Within disease-discordant monozygotic pairs, the twin with an earlier onset of puberty did not have an increased risk of breast cancer (adjusted odds ratio, 0.8; 95 percent confidence interval, 0.6 to 1.2). Within disease-concordant monozygotic pairs, the twin with earlier puberty was much more likely to receive the diagnosis first (adjusted odds ratio, 5.4; 95 percent confidence interval, 2.0 to 14.5). In contrast, a later first pregnancy, lower parity, and later menopause within the pair were associated with an increased risk of breast cancer when one twin was affected but did not predict an earlier diagnosis when both were affected.
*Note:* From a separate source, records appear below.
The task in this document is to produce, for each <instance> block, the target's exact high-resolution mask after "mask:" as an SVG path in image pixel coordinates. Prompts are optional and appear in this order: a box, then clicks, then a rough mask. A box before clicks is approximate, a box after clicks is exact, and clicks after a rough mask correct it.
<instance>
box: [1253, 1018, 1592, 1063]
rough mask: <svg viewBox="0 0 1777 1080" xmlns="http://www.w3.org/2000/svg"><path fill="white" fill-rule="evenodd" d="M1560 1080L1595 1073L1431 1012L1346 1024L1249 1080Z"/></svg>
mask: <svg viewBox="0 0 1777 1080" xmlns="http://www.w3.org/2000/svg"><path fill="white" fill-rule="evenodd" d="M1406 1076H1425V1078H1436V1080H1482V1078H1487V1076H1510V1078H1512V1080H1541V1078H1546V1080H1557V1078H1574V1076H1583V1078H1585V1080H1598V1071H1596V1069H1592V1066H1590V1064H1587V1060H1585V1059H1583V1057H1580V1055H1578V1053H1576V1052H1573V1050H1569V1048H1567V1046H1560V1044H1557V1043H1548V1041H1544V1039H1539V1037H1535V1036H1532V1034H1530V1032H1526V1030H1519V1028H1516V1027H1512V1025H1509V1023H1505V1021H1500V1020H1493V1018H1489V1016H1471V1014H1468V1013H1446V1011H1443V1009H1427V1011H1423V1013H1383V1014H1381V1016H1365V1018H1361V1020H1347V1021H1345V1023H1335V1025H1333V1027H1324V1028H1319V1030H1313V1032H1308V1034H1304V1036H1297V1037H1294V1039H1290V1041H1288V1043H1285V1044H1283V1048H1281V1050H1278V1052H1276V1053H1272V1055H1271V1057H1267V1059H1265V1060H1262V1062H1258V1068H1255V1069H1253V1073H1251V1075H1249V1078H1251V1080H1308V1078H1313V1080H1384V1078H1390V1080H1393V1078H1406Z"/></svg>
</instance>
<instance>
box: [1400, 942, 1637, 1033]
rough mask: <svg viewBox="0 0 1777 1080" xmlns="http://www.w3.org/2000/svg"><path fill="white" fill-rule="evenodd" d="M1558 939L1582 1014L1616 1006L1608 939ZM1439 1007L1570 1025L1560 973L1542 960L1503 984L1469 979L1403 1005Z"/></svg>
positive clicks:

Within the most genetically susceptible subgroup of twin pairs, the strong influence of earlier puberty on the age at the diagnosis of breast cancer and the absence of linkage to hormonal milestones later in life suggest that most cases of hereditary breast cancer are not related to cumulative hormone exposure and that they may instead result from an unusual sensitivity to pubertal hormones. Associations between breast cancer and early menarche and those with reproductive milestones in adulthood may reflect different genotypes.